Ray Poynter, 31 January 2026
Sometimes there is a reason why something happens the way it does; sometimes it is just a consequence of other factors.
Walking through a park in Australia recently, I stopped at a sundial. It was doing two ‘wrong’ things at once: the time did not match my watch, and the dial ran anticlockwise.
Both quirks are a useful reminder that many of our ‘obvious’ conventions are the product of geography, engineering, and standard-setting.
What I saw in Ballarat
The sundial was in Ballarat, in the Australian state of Victoria.
It looked perfectly conventional until you noticed two details: the hour markings progressed anticlockwise, and the shadow was not pointing at the same hour as local clock time.

Why the sundial showed the ‘wrong’ time
There are two straightforward reasons.
- Daylight saving time. Victoria observes daylight saving time during summer. Clocks are set one hour ahead, but the Sun does not change its mind because governments do.
- Longitude and standard time. A sundial tells local solar time for the specific longitude where it sits. Our everyday clock time is standardised to a reference meridian and time zone. If you are not exactly on that reference longitude, the local solar noon will not line up perfectly with 12:00 on the clock.
Before railways and telegraphs, many towns effectively ran on their own local time, set by the Sun. Once trains started moving fast enough for timetables to matter across distances, standard time became the practical solution.
Why this sundial runs anticlockwise
To make sense of the direction of a clock, imagine a simple stick in the ground and track the tip of its shadow through the day.
In the Northern Hemisphere, you face south to look towards the Sun’s arc. The shadow tip moves in a clockwise direction across the ground.
In the Southern Hemisphere, you face north. The Sun’s arc is on the other side of you, so the shadow tip moves in the opposite direction. On a horizontal dial, that produces an anticlockwise sequence of hour marks.
So what? Standards are useful, but they are not neutral
If the world’s reference point had been set in the Southern Hemisphere, we would still have a workable system, but some things would feel ‘reversed’.

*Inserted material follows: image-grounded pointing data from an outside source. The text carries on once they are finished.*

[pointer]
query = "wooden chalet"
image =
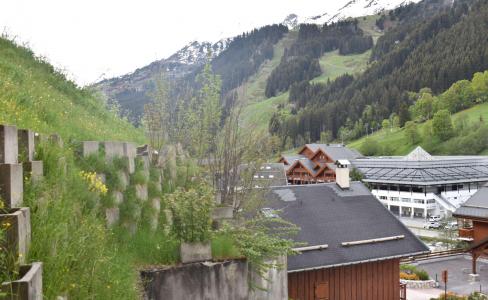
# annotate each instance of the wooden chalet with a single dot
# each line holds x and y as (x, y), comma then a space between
(473, 225)
(314, 163)
(353, 243)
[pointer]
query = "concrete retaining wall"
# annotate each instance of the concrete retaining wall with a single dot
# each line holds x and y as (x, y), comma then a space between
(419, 284)
(198, 281)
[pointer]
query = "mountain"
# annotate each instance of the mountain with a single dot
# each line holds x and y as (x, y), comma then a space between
(249, 52)
(443, 46)
(135, 86)
(351, 9)
(34, 95)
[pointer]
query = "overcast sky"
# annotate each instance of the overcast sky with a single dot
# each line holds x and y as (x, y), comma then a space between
(94, 38)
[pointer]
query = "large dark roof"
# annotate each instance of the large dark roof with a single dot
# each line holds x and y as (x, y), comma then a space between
(420, 168)
(336, 151)
(476, 206)
(328, 215)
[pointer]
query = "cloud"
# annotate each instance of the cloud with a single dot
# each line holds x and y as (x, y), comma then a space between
(113, 37)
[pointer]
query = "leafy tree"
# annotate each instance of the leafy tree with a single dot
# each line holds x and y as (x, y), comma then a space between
(411, 132)
(370, 147)
(442, 125)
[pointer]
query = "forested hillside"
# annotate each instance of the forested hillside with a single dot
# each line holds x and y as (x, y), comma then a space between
(446, 47)
(453, 122)
(300, 61)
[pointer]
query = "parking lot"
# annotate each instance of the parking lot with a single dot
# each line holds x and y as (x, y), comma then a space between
(458, 268)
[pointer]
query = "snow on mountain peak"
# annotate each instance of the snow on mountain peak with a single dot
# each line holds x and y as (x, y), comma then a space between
(197, 52)
(350, 9)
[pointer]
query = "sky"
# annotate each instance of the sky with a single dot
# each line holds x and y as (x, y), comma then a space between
(94, 39)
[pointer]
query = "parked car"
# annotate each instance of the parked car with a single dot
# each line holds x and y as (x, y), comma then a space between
(432, 225)
(434, 218)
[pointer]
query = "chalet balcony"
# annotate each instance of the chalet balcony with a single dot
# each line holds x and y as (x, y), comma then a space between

The practical point is not to romanticise sundials. It is to notice the layers involved when we treat a convention as natural:
- Physics: shadows move because of the Earth–Sun geometry.
- Agreement: time zones, reference meridians, and daylight saving are social decisions.
- Power and history: which agreement becomes global is rarely random, and the consequences can persist.
What this means for insights work
In research and analytics, we live inside conventions: definitions, metrics, classifications, ‘standard’ questions, and default dashboards.
The consequence is that disagreements are often not about the numbers but about the standards underlying them.
My practical recommendation is to make standards visible:
- State the convention you are using (and why).
- Note what would change if a different convention were used.
- Be explicit about who benefits, and who carries the cost, when one standard becomes the default.
So Called ‘Best Practices’
One of my pet hates is when somebody tells me that we should do it their company’s way because that is best practice. Too often, the person I am speaking to has limited knowledge of the many options available or of the research supporting them. They know one way, the way their company does it, and they have been told it is ‘best practice’. Because I am often involved in projects designed to set standards, I often have to agree to use the term Best Practice, but I hope that on each occasion, I highlight why this particular option is currently considered best practice and the extent to which other options are valid.
A closing question
Where in your work are you treating a convention as a law of nature, when it is really just a standard that somebody chose?